Opinion: Anti-discrimination laws need to be made consistent
28 July 2008
27 August 2013
23 April 2014
5 March 2014
3 December 2013
2 January 2014
The European Court of Justice (ECJ) recently gave judgment in Coleman v Attridge Law (2008). In so doing, it clarified the remit of the Framework Directive (2000/78/EC), which was adopted in November 2000 to combat discrimination in the workplace on grounds of religion or belief, disability, age or sexual orientation.
Sharon Coleman was a secretary at a law firm. She was the principal carer for her disabled son. She alleged that, because of his disability, she was the subject of abuse from the senior partner. Also, that she was denied flexible working when requests from other employees with child care commitments (but no disabled children) were granted.
The case has attracted its fair share of publicity.
Essentially the decision establishes for the first time that a person who is directly discriminated against or harassed at work on the grounds of their association with someone who is disabled (or who is of a particular religion, belief, age or sexual orientation) can claim the directive’s protection. This gives new rights to the 2.6 million or so employed carers of the disabled.
What prompted the ECJ’s decision? One clue can be found in the judgment of the Advocate General Poiares Maduro, who gave his opinion in January 2008. Maduro centred his opinion on “human dignity and personal autonomy” as values at the core of the non-discrimination rule. He considered that a disabled person (or a person of a particular religion, belief, age or sexual orientation) “is affected as much by being directly discriminated against as … by seeing someone else suffer discrimination merely by virtue of being associated with him”. Thus, he opined, “a robust conception of equality” should mean such subtler forms of discrimination are also caught by anti-discrimination legislation.

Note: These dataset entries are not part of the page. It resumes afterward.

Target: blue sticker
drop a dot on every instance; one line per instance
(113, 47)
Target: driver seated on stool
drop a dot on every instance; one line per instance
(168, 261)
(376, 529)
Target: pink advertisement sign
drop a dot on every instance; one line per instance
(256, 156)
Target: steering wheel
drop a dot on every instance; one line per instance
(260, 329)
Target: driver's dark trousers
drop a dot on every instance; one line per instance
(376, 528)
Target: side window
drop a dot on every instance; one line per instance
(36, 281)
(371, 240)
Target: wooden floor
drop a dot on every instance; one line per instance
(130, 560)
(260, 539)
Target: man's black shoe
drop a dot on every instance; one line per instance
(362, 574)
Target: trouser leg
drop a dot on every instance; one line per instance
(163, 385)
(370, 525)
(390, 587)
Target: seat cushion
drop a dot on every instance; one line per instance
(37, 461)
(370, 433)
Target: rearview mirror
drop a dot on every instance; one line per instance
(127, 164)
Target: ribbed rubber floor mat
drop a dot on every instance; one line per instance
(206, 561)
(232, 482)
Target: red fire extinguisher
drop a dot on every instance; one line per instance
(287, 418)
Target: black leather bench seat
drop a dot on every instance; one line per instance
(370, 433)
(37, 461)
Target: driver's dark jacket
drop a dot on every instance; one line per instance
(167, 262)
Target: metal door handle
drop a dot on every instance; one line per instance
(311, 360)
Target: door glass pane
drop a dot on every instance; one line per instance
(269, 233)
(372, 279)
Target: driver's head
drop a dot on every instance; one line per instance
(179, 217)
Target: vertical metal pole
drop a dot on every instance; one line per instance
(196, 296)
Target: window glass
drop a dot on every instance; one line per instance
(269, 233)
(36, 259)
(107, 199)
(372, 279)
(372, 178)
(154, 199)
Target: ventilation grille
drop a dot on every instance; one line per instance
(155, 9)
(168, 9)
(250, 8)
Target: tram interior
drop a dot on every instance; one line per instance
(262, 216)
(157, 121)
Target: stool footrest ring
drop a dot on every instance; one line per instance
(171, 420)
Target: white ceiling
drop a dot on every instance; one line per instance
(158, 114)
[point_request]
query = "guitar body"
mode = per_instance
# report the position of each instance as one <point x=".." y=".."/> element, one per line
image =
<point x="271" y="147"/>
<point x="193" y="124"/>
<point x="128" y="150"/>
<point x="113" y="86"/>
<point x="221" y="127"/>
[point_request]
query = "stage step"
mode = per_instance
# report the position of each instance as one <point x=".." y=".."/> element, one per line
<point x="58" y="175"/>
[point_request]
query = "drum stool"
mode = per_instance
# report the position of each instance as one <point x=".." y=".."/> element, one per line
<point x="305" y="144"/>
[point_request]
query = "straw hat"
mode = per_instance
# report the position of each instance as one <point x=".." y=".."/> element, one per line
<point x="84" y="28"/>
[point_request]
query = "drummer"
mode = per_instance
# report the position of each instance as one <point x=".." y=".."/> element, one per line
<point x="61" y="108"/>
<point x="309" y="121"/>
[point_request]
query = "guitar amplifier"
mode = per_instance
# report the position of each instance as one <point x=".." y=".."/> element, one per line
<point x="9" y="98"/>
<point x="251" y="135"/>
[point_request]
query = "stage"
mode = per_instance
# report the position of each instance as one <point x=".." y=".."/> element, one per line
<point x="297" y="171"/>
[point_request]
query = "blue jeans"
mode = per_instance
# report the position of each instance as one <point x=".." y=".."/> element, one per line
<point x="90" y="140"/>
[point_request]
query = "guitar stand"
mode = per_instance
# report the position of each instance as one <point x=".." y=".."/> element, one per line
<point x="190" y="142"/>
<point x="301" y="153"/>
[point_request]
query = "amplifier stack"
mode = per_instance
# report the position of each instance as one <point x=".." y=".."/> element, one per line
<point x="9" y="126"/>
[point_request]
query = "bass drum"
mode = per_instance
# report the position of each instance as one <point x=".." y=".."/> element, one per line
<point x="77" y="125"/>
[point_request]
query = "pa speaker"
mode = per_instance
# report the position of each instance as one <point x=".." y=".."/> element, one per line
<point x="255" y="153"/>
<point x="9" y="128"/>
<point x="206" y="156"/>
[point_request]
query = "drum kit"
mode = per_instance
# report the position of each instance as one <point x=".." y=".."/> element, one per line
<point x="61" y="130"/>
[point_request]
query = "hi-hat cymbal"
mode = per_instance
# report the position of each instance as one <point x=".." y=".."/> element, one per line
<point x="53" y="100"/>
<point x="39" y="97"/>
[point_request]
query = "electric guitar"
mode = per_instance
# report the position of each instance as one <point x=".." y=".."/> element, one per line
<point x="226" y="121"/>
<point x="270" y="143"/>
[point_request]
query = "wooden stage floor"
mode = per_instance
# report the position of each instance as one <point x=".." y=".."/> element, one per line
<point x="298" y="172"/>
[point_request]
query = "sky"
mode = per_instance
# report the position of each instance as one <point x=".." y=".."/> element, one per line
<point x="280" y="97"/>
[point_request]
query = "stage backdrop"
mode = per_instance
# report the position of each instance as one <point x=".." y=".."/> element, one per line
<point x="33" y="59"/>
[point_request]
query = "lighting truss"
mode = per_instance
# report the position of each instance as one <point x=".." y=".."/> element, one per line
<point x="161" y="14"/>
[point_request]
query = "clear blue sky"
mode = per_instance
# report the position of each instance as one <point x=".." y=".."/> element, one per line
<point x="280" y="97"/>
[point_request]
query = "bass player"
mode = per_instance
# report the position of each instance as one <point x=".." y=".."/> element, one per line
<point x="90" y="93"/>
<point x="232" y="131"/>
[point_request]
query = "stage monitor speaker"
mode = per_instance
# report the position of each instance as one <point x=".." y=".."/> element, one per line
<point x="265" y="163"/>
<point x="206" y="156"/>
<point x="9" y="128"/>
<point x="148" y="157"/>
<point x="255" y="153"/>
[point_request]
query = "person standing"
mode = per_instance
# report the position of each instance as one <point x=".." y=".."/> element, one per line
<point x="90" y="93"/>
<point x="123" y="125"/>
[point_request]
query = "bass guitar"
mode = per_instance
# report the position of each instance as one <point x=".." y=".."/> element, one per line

The national courts have long adopted Maduro’s robust conception of equality in the context of race discrimination. For example, in Zarczynska v Levy (1979), the complainant (who was white) was sacked for serving a black customer, contrary to her employer’s instructions.

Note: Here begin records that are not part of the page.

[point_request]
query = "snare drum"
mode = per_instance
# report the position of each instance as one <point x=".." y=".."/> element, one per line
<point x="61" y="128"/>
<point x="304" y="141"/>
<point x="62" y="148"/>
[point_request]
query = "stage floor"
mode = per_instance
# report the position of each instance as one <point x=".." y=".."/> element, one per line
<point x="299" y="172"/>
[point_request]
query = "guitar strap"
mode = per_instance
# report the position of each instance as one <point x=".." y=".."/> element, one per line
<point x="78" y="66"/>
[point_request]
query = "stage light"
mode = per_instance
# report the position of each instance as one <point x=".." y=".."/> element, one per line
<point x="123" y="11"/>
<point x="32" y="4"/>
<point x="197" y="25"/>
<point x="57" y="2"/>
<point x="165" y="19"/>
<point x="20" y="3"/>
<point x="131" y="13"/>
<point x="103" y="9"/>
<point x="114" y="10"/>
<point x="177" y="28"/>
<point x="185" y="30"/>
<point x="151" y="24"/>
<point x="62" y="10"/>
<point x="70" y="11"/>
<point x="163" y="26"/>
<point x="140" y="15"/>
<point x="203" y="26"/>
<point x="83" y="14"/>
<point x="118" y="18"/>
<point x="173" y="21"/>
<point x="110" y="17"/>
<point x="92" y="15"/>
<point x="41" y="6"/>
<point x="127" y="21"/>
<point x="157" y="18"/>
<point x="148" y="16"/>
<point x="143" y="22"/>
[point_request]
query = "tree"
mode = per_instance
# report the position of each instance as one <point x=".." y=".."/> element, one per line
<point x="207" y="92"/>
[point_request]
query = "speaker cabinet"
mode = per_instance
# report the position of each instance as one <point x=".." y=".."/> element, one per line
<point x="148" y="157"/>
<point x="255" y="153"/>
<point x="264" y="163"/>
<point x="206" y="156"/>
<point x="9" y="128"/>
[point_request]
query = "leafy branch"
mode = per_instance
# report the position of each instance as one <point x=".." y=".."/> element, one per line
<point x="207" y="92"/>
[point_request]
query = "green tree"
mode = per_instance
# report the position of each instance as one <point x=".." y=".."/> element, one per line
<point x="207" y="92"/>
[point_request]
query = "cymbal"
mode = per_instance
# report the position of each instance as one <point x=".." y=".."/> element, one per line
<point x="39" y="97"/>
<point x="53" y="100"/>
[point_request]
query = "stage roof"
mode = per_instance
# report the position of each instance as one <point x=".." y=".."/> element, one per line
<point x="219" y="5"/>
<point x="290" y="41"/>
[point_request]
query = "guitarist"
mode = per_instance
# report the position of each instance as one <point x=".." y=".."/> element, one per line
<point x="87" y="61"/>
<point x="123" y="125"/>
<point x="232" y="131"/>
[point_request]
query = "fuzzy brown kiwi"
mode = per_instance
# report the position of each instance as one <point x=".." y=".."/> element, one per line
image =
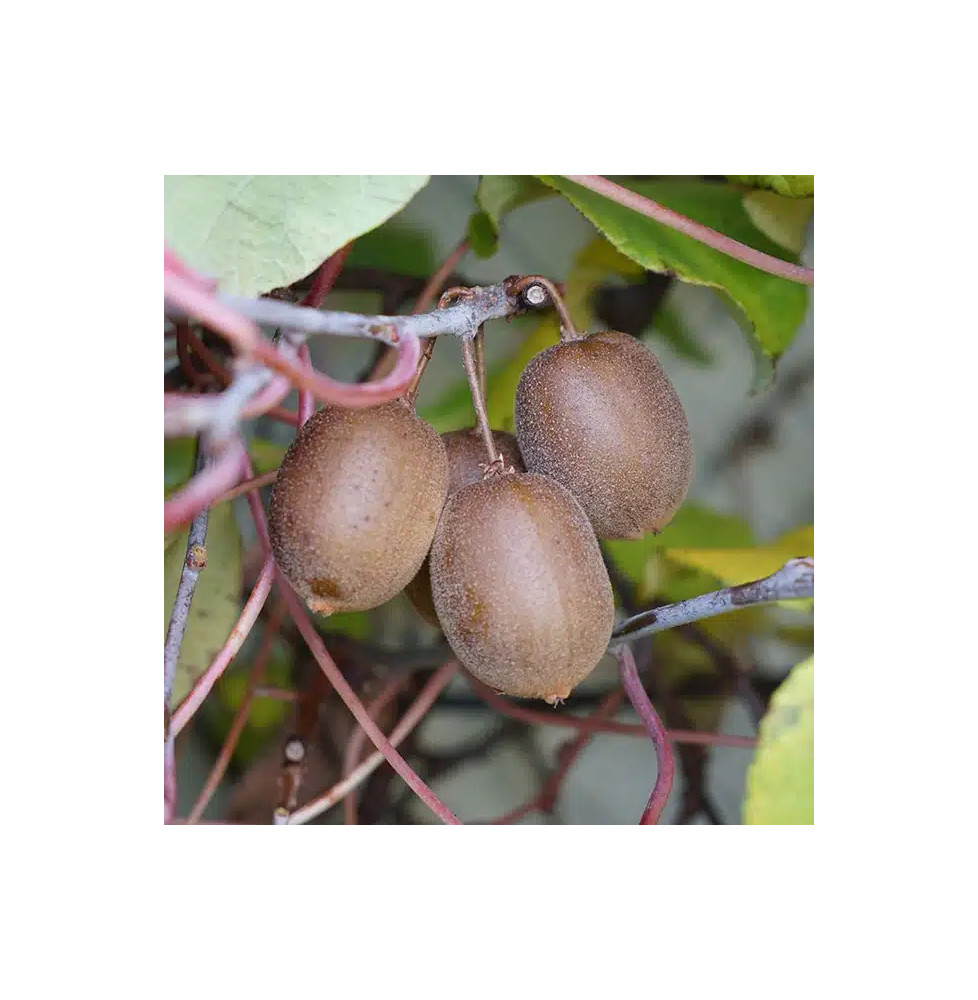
<point x="520" y="587"/>
<point x="600" y="416"/>
<point x="356" y="503"/>
<point x="467" y="461"/>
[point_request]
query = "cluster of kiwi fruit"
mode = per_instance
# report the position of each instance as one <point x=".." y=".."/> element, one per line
<point x="493" y="537"/>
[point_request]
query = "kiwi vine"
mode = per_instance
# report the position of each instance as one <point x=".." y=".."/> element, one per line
<point x="497" y="539"/>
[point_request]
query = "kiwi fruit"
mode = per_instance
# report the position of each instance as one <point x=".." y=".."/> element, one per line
<point x="355" y="505"/>
<point x="599" y="415"/>
<point x="520" y="587"/>
<point x="467" y="462"/>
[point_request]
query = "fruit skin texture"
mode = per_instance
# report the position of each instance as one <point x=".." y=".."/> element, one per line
<point x="466" y="460"/>
<point x="601" y="417"/>
<point x="519" y="585"/>
<point x="356" y="503"/>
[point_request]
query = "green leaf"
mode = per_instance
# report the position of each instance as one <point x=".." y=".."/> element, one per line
<point x="773" y="306"/>
<point x="256" y="233"/>
<point x="355" y="624"/>
<point x="781" y="780"/>
<point x="452" y="410"/>
<point x="496" y="196"/>
<point x="266" y="456"/>
<point x="217" y="599"/>
<point x="669" y="325"/>
<point x="783" y="219"/>
<point x="791" y="185"/>
<point x="178" y="462"/>
<point x="502" y="382"/>
<point x="733" y="566"/>
<point x="482" y="235"/>
<point x="694" y="525"/>
<point x="395" y="247"/>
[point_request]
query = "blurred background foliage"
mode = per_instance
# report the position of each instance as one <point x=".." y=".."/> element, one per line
<point x="736" y="343"/>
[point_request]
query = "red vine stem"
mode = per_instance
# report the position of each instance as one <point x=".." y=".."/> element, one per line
<point x="240" y="718"/>
<point x="731" y="247"/>
<point x="546" y="798"/>
<point x="335" y="676"/>
<point x="249" y="613"/>
<point x="358" y="737"/>
<point x="663" y="751"/>
<point x="217" y="478"/>
<point x="438" y="681"/>
<point x="530" y="715"/>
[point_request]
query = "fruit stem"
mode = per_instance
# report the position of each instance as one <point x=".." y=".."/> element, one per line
<point x="663" y="751"/>
<point x="479" y="400"/>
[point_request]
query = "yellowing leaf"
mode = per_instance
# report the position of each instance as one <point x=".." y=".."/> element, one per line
<point x="781" y="779"/>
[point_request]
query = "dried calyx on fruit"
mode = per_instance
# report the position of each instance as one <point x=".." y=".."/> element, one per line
<point x="520" y="587"/>
<point x="467" y="464"/>
<point x="356" y="503"/>
<point x="599" y="415"/>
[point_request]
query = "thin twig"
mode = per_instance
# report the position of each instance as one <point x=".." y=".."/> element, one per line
<point x="431" y="292"/>
<point x="663" y="751"/>
<point x="249" y="614"/>
<point x="795" y="579"/>
<point x="438" y="681"/>
<point x="696" y="230"/>
<point x="484" y="303"/>
<point x="193" y="563"/>
<point x="322" y="284"/>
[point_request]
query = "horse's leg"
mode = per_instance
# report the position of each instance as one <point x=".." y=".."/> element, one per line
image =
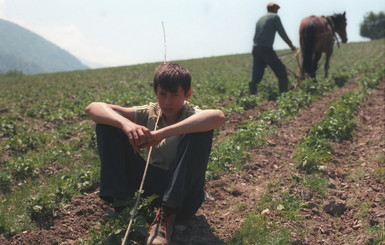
<point x="328" y="55"/>
<point x="316" y="58"/>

The Employment Appeal Tribunal held that she could claim discrimination “on racial grounds” under the Race Relations Act 1976. In the context of other strands of the directive – sexual orientation, religion and belief – associative discrimination has now been prohibited by the Sexual Orientation Regulations and the Religion and Belief Regulations 2003 (both enacted to implement the directive). Logically, then, associative discrimination ought also to be outlawed in domestic law in the context of the remaining ‘strands’ of the directive – disability and age.
The Disability Discrimination Act
1995 was amended in 2004 to implement the directive. But it only offers “the disabled person” protection from direct discrimination or harassment. It manifestly does not provide protection from associative discrimination. One way or another, this will have to change.
The Government has promised an equality bill in the next Queen’s Speech, but its response last week to the consultation on the equality bill already sets out the need for “careful consideration” of the ECJ’s judgment.
Interestingly, the Government also indicates that, once it has addressed the implications of the Coleman judgment in the context of how to define harassment in the equality bill, it will also consider whether there is a case for extending freestanding statutory protection against harassment on grounds of disability outside the workplace.
Finally, the judgment in Coleman also means that the 2006 age regulations do not comply with the directive, because they do not properly outlaw associative discrimination. This will be of particular significance to those involved in caring for the elderly. It will also serve further to advance the developing national agenda of finding a balance between home and work obligations.